Der Mount Revelstoke Nationalpark liegt westlich des Glacier Nationalparks. Eingebettet zwischen der rauen Gipfelwildnis der Monashee und Selkirk Mountains zählt er mit 260 km² zu einem der kleinsten Nationalparks an der Westküste. Hier finden wir den ersten schneebedeckten Berg nach Hochgebirgswiesen und üppigen Regenwäldern. Ein herrlicher Gebirgspfad führt uns – zuerst bei Regen, später bei leichtem Schneefall, bis zum Eva Lake, mit einem Abstecher zum Miller Lake. Wieder einmal begeistert mich Kanada mit seinen unzähligen glasklaren Seen und Flüssen. Oft sind die Flüsse Transportweg für Abermillionen von Kubikmetern Holz, mal werden sie als Rafting-Strecke genützt. Die Seen spiegeln wortwörtlich die Schönheit der Natur wider und sind Refugien der Stille.

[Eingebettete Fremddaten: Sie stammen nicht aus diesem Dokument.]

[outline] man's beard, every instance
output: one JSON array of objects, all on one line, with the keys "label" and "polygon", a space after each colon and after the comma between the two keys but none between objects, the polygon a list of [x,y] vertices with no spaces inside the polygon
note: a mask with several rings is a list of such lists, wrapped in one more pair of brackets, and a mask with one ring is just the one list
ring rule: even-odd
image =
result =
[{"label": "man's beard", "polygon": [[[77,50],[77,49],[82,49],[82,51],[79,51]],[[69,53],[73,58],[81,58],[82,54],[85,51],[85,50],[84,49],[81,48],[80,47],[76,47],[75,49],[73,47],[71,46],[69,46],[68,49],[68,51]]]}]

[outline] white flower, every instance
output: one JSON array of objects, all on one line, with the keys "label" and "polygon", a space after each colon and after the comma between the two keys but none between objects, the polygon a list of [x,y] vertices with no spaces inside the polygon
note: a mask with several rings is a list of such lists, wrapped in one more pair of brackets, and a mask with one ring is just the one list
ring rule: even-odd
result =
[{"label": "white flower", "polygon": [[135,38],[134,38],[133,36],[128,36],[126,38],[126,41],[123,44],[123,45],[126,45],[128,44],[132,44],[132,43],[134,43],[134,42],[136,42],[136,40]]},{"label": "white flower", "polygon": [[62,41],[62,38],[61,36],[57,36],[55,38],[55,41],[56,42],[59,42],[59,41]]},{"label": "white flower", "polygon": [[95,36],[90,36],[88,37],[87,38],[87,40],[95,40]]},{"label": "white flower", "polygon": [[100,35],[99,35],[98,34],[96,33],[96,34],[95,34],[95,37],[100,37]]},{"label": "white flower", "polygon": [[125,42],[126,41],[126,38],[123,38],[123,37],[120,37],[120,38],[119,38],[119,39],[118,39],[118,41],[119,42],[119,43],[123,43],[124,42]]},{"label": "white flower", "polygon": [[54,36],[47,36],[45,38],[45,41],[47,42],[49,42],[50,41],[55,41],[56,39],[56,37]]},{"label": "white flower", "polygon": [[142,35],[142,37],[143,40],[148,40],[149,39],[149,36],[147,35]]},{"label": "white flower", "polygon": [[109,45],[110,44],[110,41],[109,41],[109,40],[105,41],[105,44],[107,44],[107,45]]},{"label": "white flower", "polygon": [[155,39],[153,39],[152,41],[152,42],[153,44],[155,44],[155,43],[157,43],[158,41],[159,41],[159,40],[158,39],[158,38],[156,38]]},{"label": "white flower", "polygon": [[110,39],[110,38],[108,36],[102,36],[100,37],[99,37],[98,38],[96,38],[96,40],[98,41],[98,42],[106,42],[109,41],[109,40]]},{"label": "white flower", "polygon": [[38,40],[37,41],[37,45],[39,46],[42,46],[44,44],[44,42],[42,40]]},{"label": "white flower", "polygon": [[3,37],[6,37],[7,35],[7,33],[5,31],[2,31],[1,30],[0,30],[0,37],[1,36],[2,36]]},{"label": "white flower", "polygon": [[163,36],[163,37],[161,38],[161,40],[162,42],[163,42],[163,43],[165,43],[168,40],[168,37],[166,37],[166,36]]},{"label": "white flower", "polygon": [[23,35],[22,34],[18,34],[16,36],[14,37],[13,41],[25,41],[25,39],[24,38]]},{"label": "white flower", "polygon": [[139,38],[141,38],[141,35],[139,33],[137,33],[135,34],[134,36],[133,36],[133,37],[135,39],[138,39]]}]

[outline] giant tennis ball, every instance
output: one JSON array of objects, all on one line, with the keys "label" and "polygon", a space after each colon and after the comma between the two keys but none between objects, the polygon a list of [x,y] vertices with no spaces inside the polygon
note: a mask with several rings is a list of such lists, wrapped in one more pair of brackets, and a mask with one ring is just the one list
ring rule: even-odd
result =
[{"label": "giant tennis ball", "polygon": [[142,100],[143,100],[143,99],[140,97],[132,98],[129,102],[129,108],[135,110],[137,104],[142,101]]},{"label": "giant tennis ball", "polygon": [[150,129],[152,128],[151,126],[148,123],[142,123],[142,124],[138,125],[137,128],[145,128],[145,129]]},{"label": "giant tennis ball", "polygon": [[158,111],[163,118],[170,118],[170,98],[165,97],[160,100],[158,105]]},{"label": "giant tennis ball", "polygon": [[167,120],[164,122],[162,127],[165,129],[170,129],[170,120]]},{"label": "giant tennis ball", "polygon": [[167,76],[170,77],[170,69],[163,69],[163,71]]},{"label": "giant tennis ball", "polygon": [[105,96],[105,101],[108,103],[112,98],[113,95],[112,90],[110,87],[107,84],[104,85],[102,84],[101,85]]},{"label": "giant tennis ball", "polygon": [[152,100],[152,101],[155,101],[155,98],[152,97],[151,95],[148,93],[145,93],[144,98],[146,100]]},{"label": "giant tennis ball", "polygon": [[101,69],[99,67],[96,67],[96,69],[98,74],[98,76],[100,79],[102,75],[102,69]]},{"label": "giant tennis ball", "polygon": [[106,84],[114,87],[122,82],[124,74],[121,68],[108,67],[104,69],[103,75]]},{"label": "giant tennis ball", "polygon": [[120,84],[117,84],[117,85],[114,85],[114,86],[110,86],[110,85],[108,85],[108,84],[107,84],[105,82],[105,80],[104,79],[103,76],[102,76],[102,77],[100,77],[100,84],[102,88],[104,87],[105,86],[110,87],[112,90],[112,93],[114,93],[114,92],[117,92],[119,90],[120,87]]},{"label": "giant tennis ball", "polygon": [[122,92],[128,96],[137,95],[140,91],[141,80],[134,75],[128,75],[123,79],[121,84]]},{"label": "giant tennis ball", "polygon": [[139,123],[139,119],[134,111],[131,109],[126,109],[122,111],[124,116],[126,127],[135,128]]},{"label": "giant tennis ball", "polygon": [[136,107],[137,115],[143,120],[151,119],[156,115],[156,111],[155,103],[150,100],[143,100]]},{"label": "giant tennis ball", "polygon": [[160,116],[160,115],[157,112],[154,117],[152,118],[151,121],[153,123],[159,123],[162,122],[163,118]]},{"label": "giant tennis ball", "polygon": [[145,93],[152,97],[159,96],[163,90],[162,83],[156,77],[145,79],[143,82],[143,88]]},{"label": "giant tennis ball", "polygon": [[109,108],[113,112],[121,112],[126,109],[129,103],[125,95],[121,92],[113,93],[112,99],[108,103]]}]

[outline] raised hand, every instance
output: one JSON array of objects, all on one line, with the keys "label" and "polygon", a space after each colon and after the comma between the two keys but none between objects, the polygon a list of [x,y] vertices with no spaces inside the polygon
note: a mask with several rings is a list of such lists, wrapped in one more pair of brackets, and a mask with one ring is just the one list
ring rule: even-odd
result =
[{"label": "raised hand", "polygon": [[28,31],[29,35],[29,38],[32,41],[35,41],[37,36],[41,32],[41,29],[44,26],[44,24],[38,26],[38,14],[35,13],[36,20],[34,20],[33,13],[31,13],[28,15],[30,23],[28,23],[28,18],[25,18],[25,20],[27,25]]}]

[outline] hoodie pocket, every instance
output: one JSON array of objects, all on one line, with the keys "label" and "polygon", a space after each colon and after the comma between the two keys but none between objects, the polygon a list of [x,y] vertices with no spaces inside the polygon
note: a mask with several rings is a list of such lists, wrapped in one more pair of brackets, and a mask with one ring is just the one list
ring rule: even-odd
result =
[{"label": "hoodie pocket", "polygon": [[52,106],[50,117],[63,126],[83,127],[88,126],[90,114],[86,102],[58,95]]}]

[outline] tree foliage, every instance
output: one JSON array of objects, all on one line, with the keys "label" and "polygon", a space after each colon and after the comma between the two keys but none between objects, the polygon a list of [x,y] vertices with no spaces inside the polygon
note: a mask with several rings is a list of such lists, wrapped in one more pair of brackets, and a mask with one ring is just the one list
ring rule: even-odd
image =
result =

Der Pionier des Heliskiing startete von Revelstoke aus vor 50 Jahren und er war ein ausgewanderter Österreicher. Hans Gmoser ging ursprünglich nach Kanada, um Englisch zu lernen und gründete später den ersten Heliski-Anbieter. Er war nicht nur leidenschaftlicher Alpinist, Skifahrer und Bergführer – Gmoser machte sich bald in Kanada einen Namen. Seine Expeditionen sorgten für Aufsehen, sein Ruf als Bergführer war erstklassig. Kaum hatte der Auswanderer aus Österreich in Banff Fuß gefasst, führte er schon Gäste auf das „Matterhorn Kanadas“, den Mount Assiniboine zwischen Alberta und British Columbia.

Wüste und Wein
British Columbia überrascht nicht nur mit hohen Bergen, Regenwäldern und Traumküsten: Es besitzt auch eine richtige Wüste. Tief im Süden der Provinz grenzt die einzige echte Wüste des Landes an die USA. Anders als die riesigen Flächen der weißen Wildnis im hohen Norden, ist die Osoyoos-Wüste im Süden winzig: gerade mal rund 100 Hektar. Kanadas heißester Fleck bringt es im Sommer auf durchschnittlich 30 Grad Celsius. Höchsttemperaturen von mehr als 42 Grad sind keine Seltenheit. Entsprechend karg ist die Landschaft. Auf den ausgedörrten Böden wachsen nur Kakteen und ein paar kleine Sträucher. Die Berge erheben sich als rötlich schimmernde Felsbrocken in den Himmel. Die Luft flirrt vor Hitze und heizt den Osoyoos-See auf 24 Grad auf. Damit ist er der wärmste See Kanadas.
Die Gegend sieht aus wie die Kulisse für einen Westernfilm. Nur an ihrem Übergang zum See ändert sich das Bild. Dort bauen die Weinbauern des Okanagan-Tals zwischen Wüste und See in bewässerten Weingärten Reben an. Dazwischen finden sich Obstplantagen in den schmalen grünen Streifen. In „Canada´s Napa Valley“ findet sich auch die Nk’Mip Cellars Winery, das einzige von First Nations betriebene Weingut Kanadas.
Ruhe, Wildnis und Romantik. Dazu spektakuläre Postkarten-Motive, unzählige Wildtiere, die in kurzer Distanz zu uns aufkreuzten. Und eine – für uns Europäer – fast unermessliche Weite von Wäldern. Die Allgegenwärtigkeit der Natur und die unbeschreiblichen Momente der Stille und Freiheit, das sind wahrscheinlich, nicht nur für uns, die Hauptgründe, die für eine Kanadareise sprechen.